A peace project at a time of war
- 2 September 2014
- From the section Europe
At last Saturday's summit in Brussels the EU's new foreign policy chief Federica Mogherini said that, at heart, the European Union was a "peace project".
It is often defended with those words but now it is a "peace project" at a time of war. The known world is receding. And Europe is struggling to adjust to that new reality.
Others too are having to react to a Russian president who speaks of Novorossiya, of the unknown and ill-defined country of New Russia.
So on his way to the Nato summit in Wales, President Obama will on Wednesday divert to the Estonian capital Tallinn.
There he will reassure the increasingly anxious Baltic states and Poland that they can depend on Nato guarantees.
The American president will "reaffirm our unwavering commitment to the defence of our Nato allies". The message to the Kremlin has been summed up by the White House as: "Russia, don't even think about messing around in Estonia or any of the other Nato members."
To back up those guarantees, Nato looks set to create a new rapid reaction force which would bring 4,000 troops to, say, one of the Baltic states in 48 hours. Equipment and logistics will be pre-positioned so that, in the words of the Nato secretary general, the troops can "travel light but strike hard".
Putin smells weakness
What unsettles the Baltic states is that President Putin has spoken of the right to intervene to protect the interests of Russian speakers.

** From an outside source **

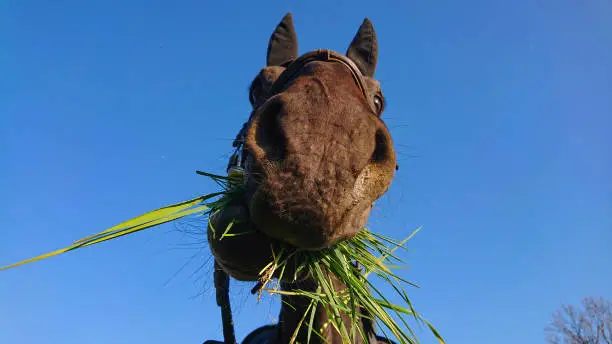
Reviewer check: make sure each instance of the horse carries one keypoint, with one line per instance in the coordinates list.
(316, 155)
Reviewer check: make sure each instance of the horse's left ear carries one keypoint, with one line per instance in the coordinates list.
(283, 43)
(364, 49)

About 25% of those living in Estonia are ethnic Russians. It was not difficult during a brief trip to a Russian market in Tallinn to find those who both like the Russian president and see him as a protector - although they tend to be from the older generation.
So President Obama will reaffirm the unity and the strength of the alliance but that will not change the situation on the ground in Ukraine - and that comes back to the will and determination of Europe's leaders.
At times during this crisis, Europe has given the impression that it would rather do anything than stand up to Russia - and President Putin is a leader who smells weakness.
I am told that some European leaders felt almost insulted by Russia when they were briefed by the Ukrainian president last Saturday on the extent of Russian involvement in eastern Ukraine.
In March the Kremlin had told them the so-called "green men" had nothing to do with the Russian military and now they were being told there were no Russian units on Ukrainian territory.
At the start of the crisis, German Chancellor Angela Merkel had been cautious and tried to keep open a channel of communication with the Russian president but now she feels deceived and, despite all the lobbying from the German business community, she has backed tougher sanctions whatever the economic cost.
"Accepting Russia's behaviour is not an option," Mrs Merkel says. She sees Russia as openly challenging the post-war European order.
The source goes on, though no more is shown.